At the time, leaders approved developments fast and furious – saying yes to four projects containing more than 3 million square feet of new buildings on one unusually busy day.
City officials acknowledge they approved some condo, office and hotel projects that they knew would never be built. They figured at least some things would materialize.
But perhaps just 25 percent of what Tempe said yes to during the boom came to fruition, said Chris Anaradian, Tempe’s community development director.
The city inadvertently sent the message to developers that Tempe didn’t have a clear vision by approving so many things, he said. And the staff was so overwhelmed reviewing proposals that they couldn’t advise the City Council which developments were or were not likely. Anaradian recently told the City Council that developers don’t want the city to be so accommodating to so many proposals.
“If I go out there now and do this same thing, it hurts our credibility a little bit,” Anaradian said.
Mayor Hugh Hallman said it’s more than credibility at stake. It becomes impossible to do deals, he said, when the city isn’t more selective in what it wants and doesn’t clearly lay out its vision.
He noted more than a dozen hotel developers were scouting locations downtown a few years ago though the market would likely support perhaps two to four of them.

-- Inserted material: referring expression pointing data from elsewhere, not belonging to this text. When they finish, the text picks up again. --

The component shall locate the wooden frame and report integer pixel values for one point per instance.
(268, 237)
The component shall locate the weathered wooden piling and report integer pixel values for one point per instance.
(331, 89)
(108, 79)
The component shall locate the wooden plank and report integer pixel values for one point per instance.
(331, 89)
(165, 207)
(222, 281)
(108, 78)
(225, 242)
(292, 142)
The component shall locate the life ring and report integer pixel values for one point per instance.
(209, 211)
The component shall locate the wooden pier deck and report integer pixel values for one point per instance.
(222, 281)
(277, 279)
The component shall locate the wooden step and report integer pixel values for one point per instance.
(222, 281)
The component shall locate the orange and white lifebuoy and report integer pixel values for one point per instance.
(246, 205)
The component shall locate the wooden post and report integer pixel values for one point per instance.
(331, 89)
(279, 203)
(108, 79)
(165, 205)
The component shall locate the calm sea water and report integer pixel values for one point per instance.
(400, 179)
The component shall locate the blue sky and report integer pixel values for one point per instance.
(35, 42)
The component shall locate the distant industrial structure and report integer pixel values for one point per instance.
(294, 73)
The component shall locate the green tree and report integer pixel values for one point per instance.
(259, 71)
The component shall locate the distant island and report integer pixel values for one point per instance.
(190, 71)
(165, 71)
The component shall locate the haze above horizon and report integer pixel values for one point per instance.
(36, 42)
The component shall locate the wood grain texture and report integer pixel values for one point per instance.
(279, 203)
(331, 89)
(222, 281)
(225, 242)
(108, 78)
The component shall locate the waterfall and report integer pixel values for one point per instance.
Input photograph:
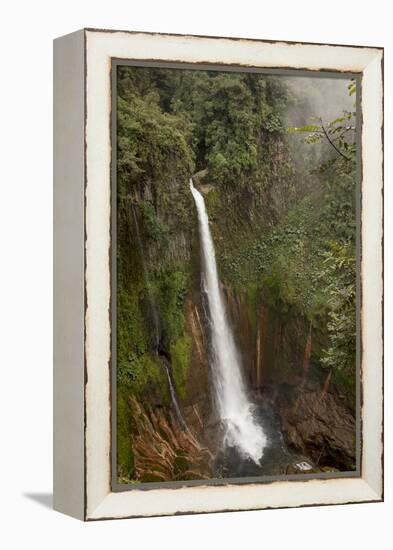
(234, 408)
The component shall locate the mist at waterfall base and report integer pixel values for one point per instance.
(244, 436)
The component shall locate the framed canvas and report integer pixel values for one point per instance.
(218, 328)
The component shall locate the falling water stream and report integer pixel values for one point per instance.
(236, 412)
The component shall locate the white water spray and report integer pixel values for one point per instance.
(234, 408)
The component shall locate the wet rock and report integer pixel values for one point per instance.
(318, 425)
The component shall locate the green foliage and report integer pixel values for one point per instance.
(283, 231)
(340, 267)
(155, 229)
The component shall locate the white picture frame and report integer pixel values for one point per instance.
(82, 242)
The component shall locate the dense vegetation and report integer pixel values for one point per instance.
(282, 208)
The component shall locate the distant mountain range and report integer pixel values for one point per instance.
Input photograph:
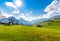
(24, 22)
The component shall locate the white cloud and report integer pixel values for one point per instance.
(53, 9)
(8, 15)
(16, 11)
(10, 4)
(18, 3)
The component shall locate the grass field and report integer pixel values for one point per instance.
(26, 33)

“When you have 15 people running around claiming they’re doing a hotel deal, you can’t tell which ones are real and which ones are phony,” Hallman said. “It drives the real players out of the market, because now the financing markets can’t tell the difference either. And everybody knows 15 hotels don’t make any sense, so it scares a lot of money out of the market.”
To avoid the same pitfalls, Tempe will review its downtown and lake-area plans to determine the likely demand for hotels, offices, residential, retail and recreational uses. The city will also review 25 years’ worth of numerous consultant recommendations, public meetings and conceptual plans for what Tempe wants.

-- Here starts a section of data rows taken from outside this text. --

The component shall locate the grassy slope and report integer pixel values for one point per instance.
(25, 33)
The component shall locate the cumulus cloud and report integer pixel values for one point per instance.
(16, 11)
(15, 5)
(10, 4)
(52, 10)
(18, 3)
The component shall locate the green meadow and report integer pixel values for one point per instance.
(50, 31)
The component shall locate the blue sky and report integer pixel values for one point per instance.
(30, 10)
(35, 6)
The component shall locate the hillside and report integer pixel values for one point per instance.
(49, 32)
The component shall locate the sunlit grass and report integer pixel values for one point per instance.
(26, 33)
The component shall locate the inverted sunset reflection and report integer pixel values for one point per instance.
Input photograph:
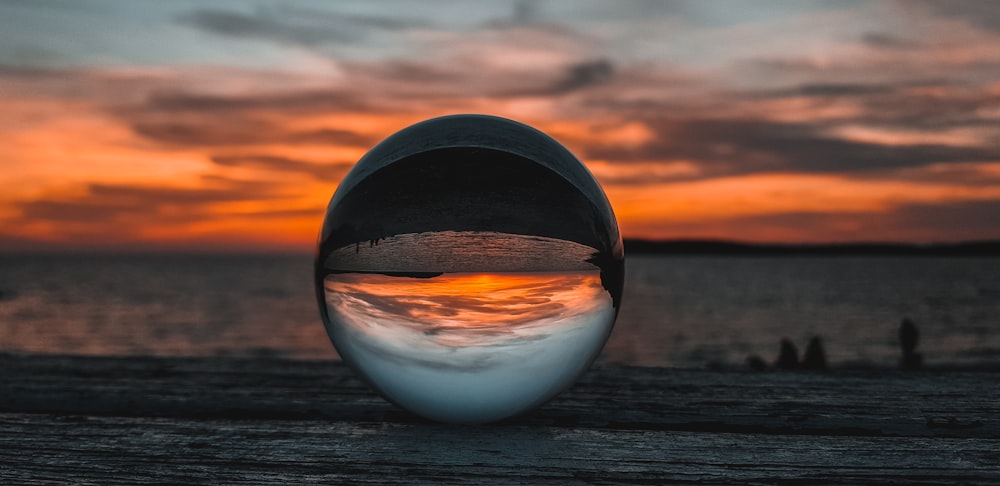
(463, 310)
(469, 347)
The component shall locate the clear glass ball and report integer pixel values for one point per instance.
(469, 268)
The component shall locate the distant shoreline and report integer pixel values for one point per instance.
(717, 247)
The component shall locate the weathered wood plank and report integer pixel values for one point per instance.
(129, 420)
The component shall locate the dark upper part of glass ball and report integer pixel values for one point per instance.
(471, 173)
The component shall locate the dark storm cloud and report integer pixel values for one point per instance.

Developers want a more specific definition of the city’s vision, Anaradian said, adding it’s difficult to sum that up now given how far back the studies go and how much the market has changed in the last few years. An updated plan will help the city decide which developers and plans are realistic and worth pursuing, he said.

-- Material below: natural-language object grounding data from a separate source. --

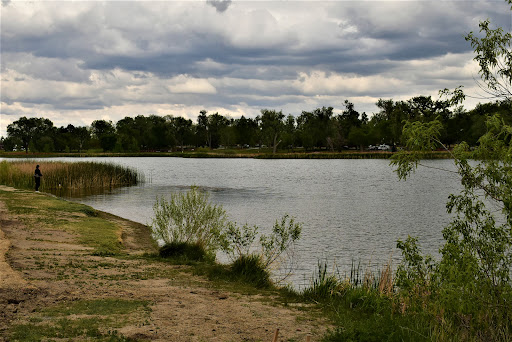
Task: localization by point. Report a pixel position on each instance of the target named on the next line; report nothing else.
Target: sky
(74, 62)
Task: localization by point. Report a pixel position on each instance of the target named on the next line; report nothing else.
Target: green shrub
(276, 248)
(189, 218)
(184, 251)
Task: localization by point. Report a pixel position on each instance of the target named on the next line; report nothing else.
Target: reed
(62, 176)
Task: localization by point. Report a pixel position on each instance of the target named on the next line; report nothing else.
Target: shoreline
(69, 274)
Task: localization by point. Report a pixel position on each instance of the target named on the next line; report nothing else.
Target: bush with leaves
(469, 289)
(189, 218)
(275, 248)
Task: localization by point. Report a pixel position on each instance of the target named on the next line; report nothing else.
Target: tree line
(320, 129)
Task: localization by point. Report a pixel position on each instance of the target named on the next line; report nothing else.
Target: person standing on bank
(37, 177)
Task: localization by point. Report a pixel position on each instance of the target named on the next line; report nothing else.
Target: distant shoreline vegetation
(63, 178)
(231, 154)
(320, 130)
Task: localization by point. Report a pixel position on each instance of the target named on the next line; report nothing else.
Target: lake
(351, 210)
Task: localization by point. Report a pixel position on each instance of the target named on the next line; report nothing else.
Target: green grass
(44, 212)
(92, 319)
(68, 178)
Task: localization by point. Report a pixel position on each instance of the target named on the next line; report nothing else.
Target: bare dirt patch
(46, 268)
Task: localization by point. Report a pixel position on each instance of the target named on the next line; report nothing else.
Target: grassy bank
(94, 276)
(361, 305)
(61, 177)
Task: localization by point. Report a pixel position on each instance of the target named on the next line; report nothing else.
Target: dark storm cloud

“It doesn’t mean we can’t dream or have visions or go after big things, but there has to be some sense of what’s reasonable,” Anaradian said.
Hallman said he’d like the city to put that together in about six months. Councilwoman Onnie Shekerjian said she suspects the City Council is mostly in agreement as what should happen.
“I actually think we have a shared concept,” she said. “It just hasn’t been articulated in a document.”
The Downtown Tempe Community welcomes the study because the results can guide business recruitment, DTC President Nancy Hormann said.
“This whole thing is very exciting to me,” he said.